1 - 2 Genetics, let's say if you have genetic defect A, B, C and you add XMRV you get ME/CFS (or what if you have A,B and say F or I that could describe the variations within the illness.)
D,E,F and you add XMRV you get Autisum
G, H, I and you get something else
No genetic defects or defects in non immune system areas and the virus has no effect or if you get cancer you get a more aggressive form of it because the virus seems to play a major roll in inflammation response.
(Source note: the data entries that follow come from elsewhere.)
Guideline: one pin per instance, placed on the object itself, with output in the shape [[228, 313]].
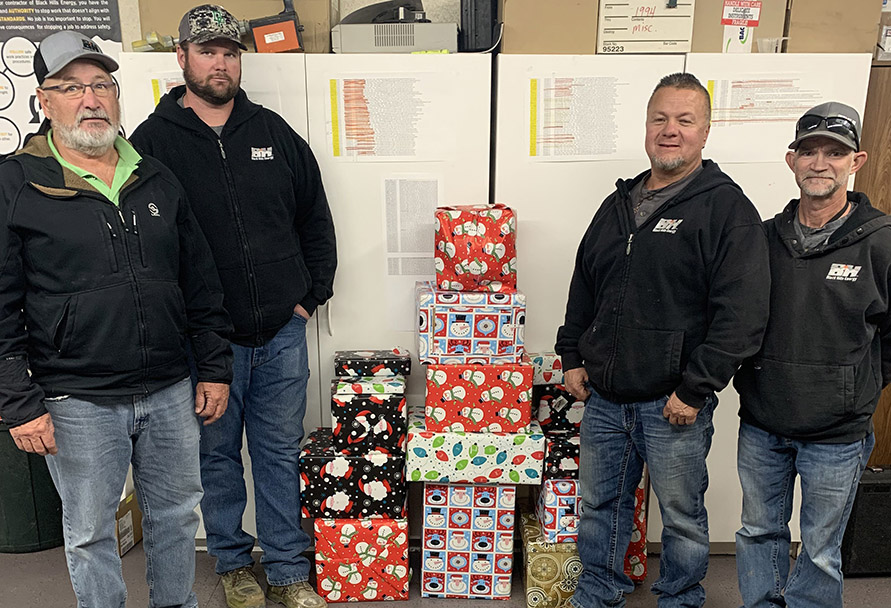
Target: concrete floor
[[40, 580]]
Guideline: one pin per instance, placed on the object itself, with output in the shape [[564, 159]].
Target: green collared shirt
[[128, 160]]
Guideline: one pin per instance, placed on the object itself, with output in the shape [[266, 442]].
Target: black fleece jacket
[[674, 305], [257, 193], [99, 300], [827, 350]]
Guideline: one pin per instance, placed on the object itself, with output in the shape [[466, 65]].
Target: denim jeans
[[829, 473], [616, 440], [98, 438], [267, 402]]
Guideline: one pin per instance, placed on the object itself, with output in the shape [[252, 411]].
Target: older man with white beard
[[104, 278]]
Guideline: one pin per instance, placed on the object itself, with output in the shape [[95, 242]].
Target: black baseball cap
[[834, 120], [59, 49]]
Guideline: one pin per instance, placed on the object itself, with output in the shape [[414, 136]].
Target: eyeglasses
[[835, 124], [76, 90]]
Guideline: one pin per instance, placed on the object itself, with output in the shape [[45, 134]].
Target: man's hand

3 - Add a another punch and that would be lifestyle at the time of illness such as smoking, drinking, not exercising, exposed to pathogens in teaching or medical field or public work, stress from grief or life events, eating habits and any other you might want to toss in, and this could add to how bad you start out with the illness. So depending on these factors you may start out (0-dead, 1-2 bed bound, 3-4 barely able to get around the house, 5-6 able to get around the house but not able to hold down a full time job, 7-8 able to hold down a full time job but recover verrrrry slowly, 9-10 never knew that you had/have XMRV just thought it was a really bad cold) Where you start out can be very important to where you end up I would think.

For me I smoked occasionally, drank occasionally, ate McDonalds occasionally, worked 60 hours a week in an environment put me in contact with pathogens constantly and often over trained because of guilt for the days that I didn't get to train. I had to change all of those behaviors just to get to an even place where I wasn't going "downhill" anymore. It took two years just to make those lifestyle changes and move from a 1-2 to a 3-4 these days I'm like a 4.5. (grins) I look forward to being able to drive more than a mile or two, that's my next goal.

 

[Cort]

Nice slobber George

I like the hard driving lifestyle addition - something else that stresses the system - somehow (an infection) leading to some dramatic, dramatic system reset. I really like Dr. Vernon's idea of 'system reset' because, at least, in my case my system really seems not to want to change; its like its fixed in a new position. Dr. Cheney believes something similar.